A deep-learning, vision-based framework for testing a swarm algorithm using inexpensive mini drones

The ability to explore dangerous buildings or hostile landscapes using a swarm of inexpensive mini drones is relevant to many search and rescue or surveillance scenarios encountered by civilian first responders and military personnel. Swarms of mini drones, implementing various path planning algorithms, provide a unique solution in situations where there is the risk to human life or use of expensive Unmanned Aerial Vehicle technology would be cost-prohibitive or both. Although inexpensive, off-the-shelf drones contain stabilization circuitry and onboard cameras, they suffer restricted flying time and lack GPS systems. The limited capability of such drones has curtailed their use by researchers investigating practical search and genetic algorithms, and many researchers rely on simulation, rather than testing with actual drones.

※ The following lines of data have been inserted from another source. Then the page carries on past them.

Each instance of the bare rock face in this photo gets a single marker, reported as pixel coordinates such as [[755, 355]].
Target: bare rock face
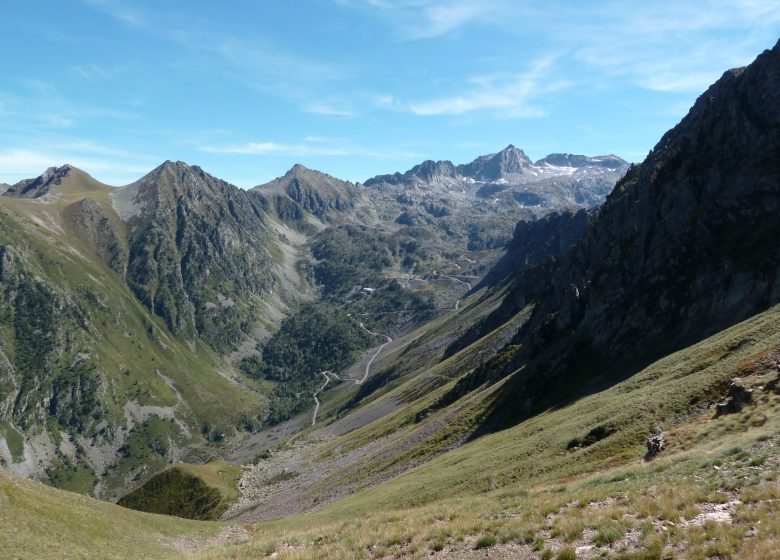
[[737, 396]]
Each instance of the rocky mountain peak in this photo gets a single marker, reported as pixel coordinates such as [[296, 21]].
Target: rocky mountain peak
[[610, 161], [492, 167], [310, 190]]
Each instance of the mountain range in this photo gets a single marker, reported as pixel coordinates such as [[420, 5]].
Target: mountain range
[[573, 357]]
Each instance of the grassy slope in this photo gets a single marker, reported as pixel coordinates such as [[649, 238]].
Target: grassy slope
[[523, 487], [38, 521]]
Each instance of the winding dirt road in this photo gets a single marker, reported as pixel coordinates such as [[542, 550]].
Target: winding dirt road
[[328, 374]]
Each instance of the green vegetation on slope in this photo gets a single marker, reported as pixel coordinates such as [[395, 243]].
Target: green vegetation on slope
[[315, 339], [191, 491]]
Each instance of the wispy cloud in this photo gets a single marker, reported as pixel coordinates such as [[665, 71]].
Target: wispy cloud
[[308, 147], [253, 62], [92, 72], [117, 167], [330, 108], [120, 11], [512, 95], [414, 20]]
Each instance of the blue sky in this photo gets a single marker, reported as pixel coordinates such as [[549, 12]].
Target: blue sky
[[355, 88]]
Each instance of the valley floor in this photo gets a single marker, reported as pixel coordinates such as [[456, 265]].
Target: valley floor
[[714, 492]]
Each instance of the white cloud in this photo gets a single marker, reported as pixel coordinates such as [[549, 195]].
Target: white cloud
[[414, 20], [334, 109], [309, 147], [513, 96], [92, 72]]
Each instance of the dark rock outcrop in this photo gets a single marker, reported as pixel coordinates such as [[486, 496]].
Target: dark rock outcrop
[[737, 396], [685, 246]]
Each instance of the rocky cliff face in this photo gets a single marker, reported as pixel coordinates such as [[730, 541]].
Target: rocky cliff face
[[685, 246], [198, 251]]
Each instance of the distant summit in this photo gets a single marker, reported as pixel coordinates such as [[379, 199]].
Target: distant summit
[[557, 181]]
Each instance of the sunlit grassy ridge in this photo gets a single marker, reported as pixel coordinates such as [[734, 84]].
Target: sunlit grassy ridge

In this paper, we describe an ad hoc framework for testing swarm algorithms while taking the first step toward implementing swarm intelligence using low-cost, off-the-shelf drones and an inexpensive network router. We initially created a public dataset, MINIUAV, including images of Tello and TelloEdu mini-drones taken from our live drone video recordings and photos scraped from various internet resources. Using the images, we then trained a deep-learning-based YOLOv4-Tiny (You Only Look Once) object detector allowing us to implement a swarm intelligence rule where drones act collectively based on a swarm alignment rule. Our results show the object detector allows a drone to identify a neighboring drone with greater than 90% accuracy. Finally, the dataset used to train the object detector will be made available on request.